Once a week, the inhabitants of this tiny, mountaintop village meet in a small clearing next to a carefully cultivated potato and bean field. Women comfort babies under the shelter of brightly colored umbrellas. Old men holding the smoothly carved sticks of a village elder huddle under a nearby tree.
When 100 people have arrived, trickling in from their fields in the nearby hills, a lanky man with a soft voice rises from his wooden bench and opens a small box containing a list of names. He solemnly begins a prayer for those who were killed during Rwanda's 1994 genocide.
"God has brought rain to remind us of those who died in the genocide," he says, looking at the threatening skies. "We are here in their memory."
Court is in session.
The people of Gasharu have been meeting in this unsheltered field once a week for more than three months, attempting to compile a record of what happened during those terrible 100 days when an estimated 800,000 to 1 million Rwandan Tutsis and their Hutu supporters were slaughtered. It is the first step in a process expected to last three years, during which time those accused of genocide will be tried by newly revived village courts, called gacacas for the grass clearings in which they are held.
But questions remain whether these trials, whose success is based on people's willingness to speak openly about what happened, can bring justice.
Earlier this year, gacaca (pronounced ga-CHA-cha) courts were initiated to relieve Rwanda's overburdened justice system. Twenty-six pilot courts out of an expected 11,000 have begun hearing testimony. In this first phase, the courts are collecting evidence and compiling lists of the victims and the accused. With strong incentives for prisoners to confess (their sentences are halved), government officials are hoping that the vast majority of the accused, including the more than 100,000 languishing in Rwanda's overcrowded prisons, will voluntarily tell their stories. This crucial information about what happened in 1994 can be used to try the still unrepentant.

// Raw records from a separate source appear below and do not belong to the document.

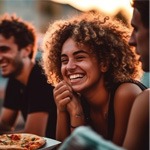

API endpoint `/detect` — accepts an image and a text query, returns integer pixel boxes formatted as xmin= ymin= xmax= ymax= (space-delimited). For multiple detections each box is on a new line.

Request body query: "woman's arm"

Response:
xmin=123 ymin=89 xmax=150 ymax=150
xmin=113 ymin=83 xmax=142 ymax=146
xmin=54 ymin=81 xmax=72 ymax=141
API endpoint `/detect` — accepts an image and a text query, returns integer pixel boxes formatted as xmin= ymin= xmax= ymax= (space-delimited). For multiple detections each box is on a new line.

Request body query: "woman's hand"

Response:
xmin=54 ymin=81 xmax=72 ymax=111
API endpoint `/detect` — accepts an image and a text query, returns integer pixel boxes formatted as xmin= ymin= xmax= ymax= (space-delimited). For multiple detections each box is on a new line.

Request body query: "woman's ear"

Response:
xmin=100 ymin=62 xmax=109 ymax=72
xmin=21 ymin=44 xmax=33 ymax=58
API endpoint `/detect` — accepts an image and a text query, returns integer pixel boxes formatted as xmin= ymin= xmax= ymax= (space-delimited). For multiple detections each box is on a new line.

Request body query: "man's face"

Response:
xmin=0 ymin=34 xmax=23 ymax=77
xmin=129 ymin=9 xmax=149 ymax=71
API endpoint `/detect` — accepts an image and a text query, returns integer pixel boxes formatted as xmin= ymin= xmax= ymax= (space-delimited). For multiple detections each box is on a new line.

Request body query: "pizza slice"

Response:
xmin=0 ymin=133 xmax=46 ymax=150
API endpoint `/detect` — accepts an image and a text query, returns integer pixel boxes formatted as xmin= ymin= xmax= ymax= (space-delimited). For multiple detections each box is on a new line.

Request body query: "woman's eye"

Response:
xmin=61 ymin=59 xmax=68 ymax=64
xmin=76 ymin=56 xmax=85 ymax=60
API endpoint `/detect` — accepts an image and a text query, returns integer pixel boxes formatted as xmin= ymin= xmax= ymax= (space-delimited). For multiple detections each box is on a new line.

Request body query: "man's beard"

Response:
xmin=2 ymin=62 xmax=23 ymax=78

But Rwandans are wary of digging up the past. As yet, the outflow of information has not been as abundant as the government had hoped. Terezia Uwimana, a Hutu grandmother with snow-white hair and small whiskers poking from her chin, says that everyone knows what happened in 1994. But like many here, she has left the difficult accusations to others, testifying only about the theft of some cattle by Tutsis. Many of the courts have struggled with low participation. And Tutsis have been reluctant to testify for fear they will be victimized again.
So far, the courts have operated with a town-hall meeting format. A panel of 15 judges listens to testimony by community members or prisoners who have chosen to confess. The judges, many of whom are only semiliterate, often ask the speaker to stop or speak more slowly.
Worrying to some human rights groups is the training and independence of judges. Some have been accused of complicity in the genocide. And with minimal preparation time, they often lack uniformity in interpreting the law.
"The question really is why are people so reticent ... and how will the government respond to that," says Alison des Forges, a senior adviser at Human Rights Watch who has followed the trials closely and testified at the United Nations trials that deal with the genocide planners. "Is it going to react by reconsidering the system or will it simply go ahead as planned?"
Ms. Des Forges says that one reason for the low participation from Hutus may be that the government has refused to allow the gacaca courts to deal with crimes allegedly committed by the Rwandan Patriotic Front, the Tutsi-led rebel army that ultimately toppled the Hutu government and ended the genocide. As a result, many Hutus say they feel the trials are not addressing the whole story of what happened.
One day recently, Didas Rutashungirwa was among those who waited for hours for the proceedings in Gasharu to begin. But for Mr. Rutashungirwa, an aging cattle herder who lost six children and his wife of 20 years, this day was special. He had come to hear the confession of the man who killed his wife.
Confronting his former neighbor brought the memories of those terrible days rushing back. Rutashungirwa is anxious to hear this man, one of three prisoners in pink prison jumpsuits returning to testify. But he is also afraid.
"The men who killed children and babies, we especially fear them," says Rutashungirwa, who has the haunted look of many survivors. "Maybe," he says, "they will come back to kill the survivors, to finish the job." Though the charge for murder carries a maximum sentence of 15 years, many who have confessed have already served eight years and will be coming home soon.
Despite a wave of new confessions, it is difficult to find anyone here who admits to actually killing anyone.
Augustin Ruhigisa's story is common here. This bulky former bar owner confessed to handing over an old woman to be tortured, but only because a soldier with a gun ordered him to. Under the gacaca legislation, however, giving someone up to be killed is the same as killing. (It is still unclear whether individual courts will convict on that basis.)
Even with the challenges, Rwanda's chief prosecutor says Rwanda is making the community courts an example for post-conflict resolution.
"By and large, we've been able to make so much progress compared to other countries emerging from conflict," says Gerald Gahina, a slim, well-spoken former refugee who heads Rwanda's 300 prosecutors who are working with the gacaca courts to provide evidence on the prisoners. "Is it a model? In my view, God forbid that any country ever goes through this again, but for us this is working."